On Aug. 28, representatives from the Muslim, Jewish, Hindu and Sikh communities came together to express support for John Tory's proposal to fund faith-based schools.
While such unity among different faith-based schools is refreshing, a large part of this debate lies in the fact that, under Tory's proposal, funding would also be extended to Islamic schools. And that is where many get squeamish. Assumptions and fears come into play, ranging from equating Islamic schools with the stereotyped "madrassa" to presuming that these schools will trample over women's rights.
The good news is that these stereotyped views are contrary to the reality of Islamic schools. These false stereotypes are, however, prevalent due to two factors: First, the true facts about Islamic schools are unknown to the general public. Second, some public figures have adopted a strategy of playing on these stereotypes in order to oppose Tory's proposal.
Here are some pertinent facts. Islamic schools are operating in just about every province of this country. They are publicly funded in British Columbia, Manitoba, Alberta and Quebec. Yes, Alberta, despite being Prime Minister Stephen Harper's power base, and Quebec, despite sharing Quebec Premier Jean Charest's "safety concerns" for hijab-wearing girls on the soccer field, both fund Islamic schools.
There is no evidence that the funding of Islamic schools in these provinces has resulted in the isolation of the Muslim community. On the contrary, girls and boys graduating from Islamic schools usually continue on to post-secondary education, and from there to a variety of professional areas. In short, they are no less capable of making a contribution to public life than Ontario Premier Dalton McGuinty was when he graduated from the Catholic school he attended.
Nor is there any evidence that women's rights are suffering. On the contrary, just as many women graduate from these schools as men, and just as many women continue on to post-secondary education and professional careers.
The majority of the teachers at these schools are women who, through their life experiences and personal accomplishments, serve as worthy role models for the students.
An overwhelming majority of women representing the mainstream Muslim community support faith-based schools. In fact, Muslim mothers usually insist on Islamically educating their children, even though the added expense often imposes genuine strains on parents' limited budgets.
Unfortunately, many Muslim parents are unable to afford these private faith-based schools. Tory's proposal, then, promotes equality within the Muslim community; it makes a faith-based education available not only to the more affluent, but also to those who are unable to afford it.
These are the true facts about Islamic schools that one rarely hears. What one commonly hears is a discriminatory and stereotype-laden language, which is used to attack funding for religious and especially Islamic schools. Although all citizens have the right, and indeed the obligation, to debate the proposal to fund faith-based schools and to adopt positions on both sides of this issue, they do not have the right to fearmonger in pursuit of their agenda.
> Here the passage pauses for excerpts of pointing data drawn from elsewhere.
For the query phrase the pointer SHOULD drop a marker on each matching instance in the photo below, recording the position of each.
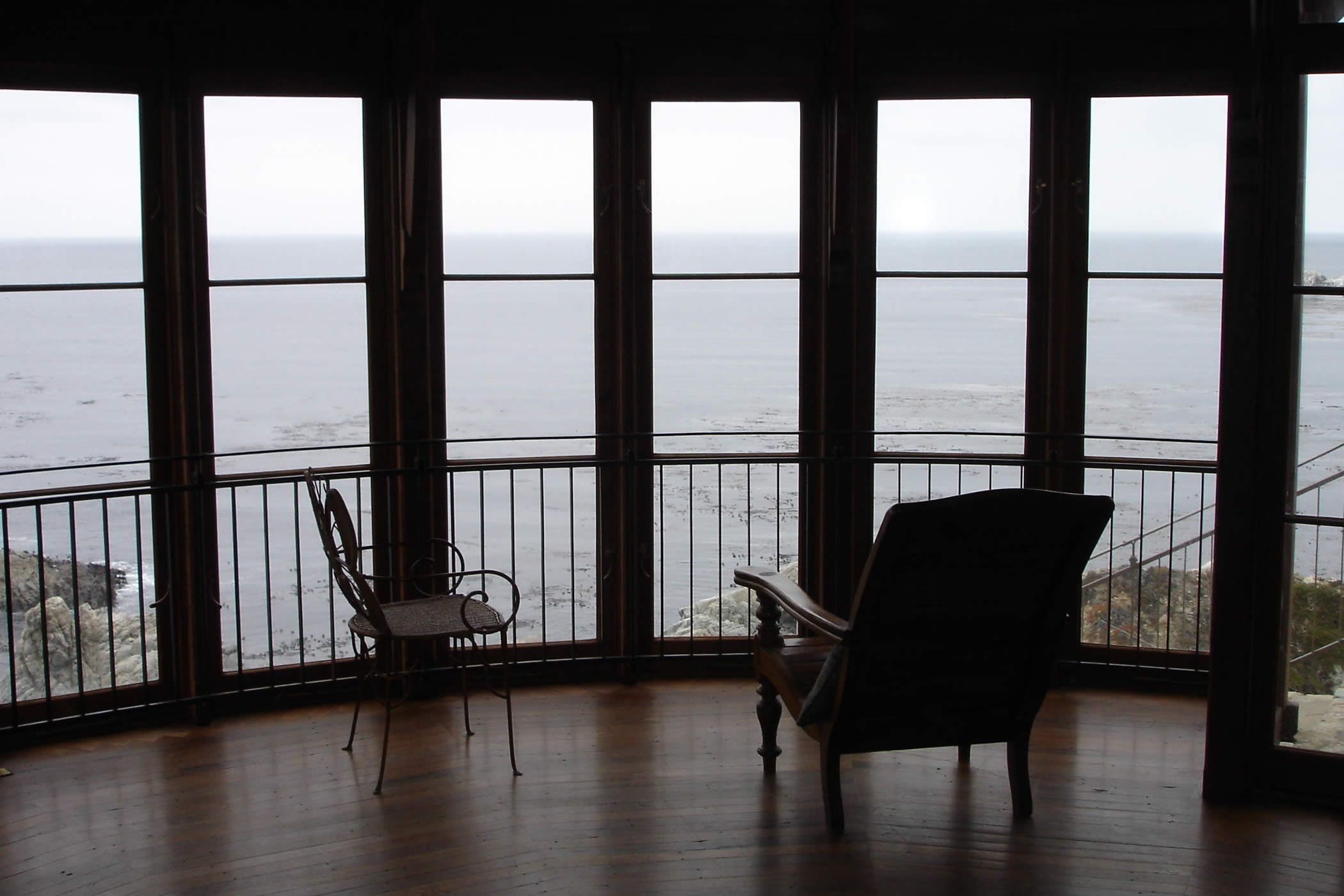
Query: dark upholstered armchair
(950, 637)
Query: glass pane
(289, 371)
(93, 628)
(953, 184)
(1158, 183)
(518, 186)
(707, 520)
(540, 527)
(925, 481)
(1320, 426)
(69, 187)
(1148, 580)
(1312, 716)
(1323, 212)
(1152, 367)
(519, 363)
(1320, 11)
(291, 170)
(950, 362)
(724, 193)
(726, 360)
(83, 404)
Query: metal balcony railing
(88, 628)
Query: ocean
(289, 372)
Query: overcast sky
(292, 167)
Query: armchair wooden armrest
(795, 601)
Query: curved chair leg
(460, 655)
(507, 660)
(831, 789)
(1018, 781)
(387, 726)
(768, 714)
(359, 696)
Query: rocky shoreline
(24, 582)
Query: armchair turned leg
(1018, 781)
(831, 789)
(768, 714)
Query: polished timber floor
(644, 789)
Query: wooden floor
(646, 789)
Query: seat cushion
(440, 617)
(822, 699)
(794, 669)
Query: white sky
(291, 167)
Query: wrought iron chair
(442, 614)
(950, 637)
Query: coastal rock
(1318, 278)
(102, 656)
(58, 578)
(726, 614)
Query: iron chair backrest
(959, 617)
(340, 545)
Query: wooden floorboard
(641, 789)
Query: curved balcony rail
(96, 613)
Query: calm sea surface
(289, 371)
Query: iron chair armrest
(477, 594)
(486, 598)
(456, 562)
(774, 586)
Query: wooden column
(179, 387)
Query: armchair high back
(950, 637)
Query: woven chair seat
(440, 617)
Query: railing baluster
(271, 622)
Unfortunately, this stereotyping of Islamic schools hurts not only the Muslim community, but other faith communities, too, as it could ultimately prevent all communities from benefiting from a faith-based education.
That would be a terrible loss because all faith-based schools emphasize respect for one's parents, teachers, elders and peers, as well as for the values, traditions, observances and history of the religious communities they serve. As a result, their graduates are usually more focused, disciplined and confident – an ideal recipe for producing the leaders of tomorrow.
Unfortunately, in the mind of McGuinty, the enriched academic and cultural experience of a faith-based education is not worthy of recognition and funding. But policy-makers in Alberta, British Columbia, Manitoba and Quebec think otherwise.
Oct. 10 will provide faith-based communities with an opportunity to show that they, too, think otherwise.
Muneeza Sheikh, Daniel Simard and Khurrum Awan
The authors are recent graduates or current students of Osgoode Hall Law School, and members of the Youth Chapter of the Canadian Islamic Congress.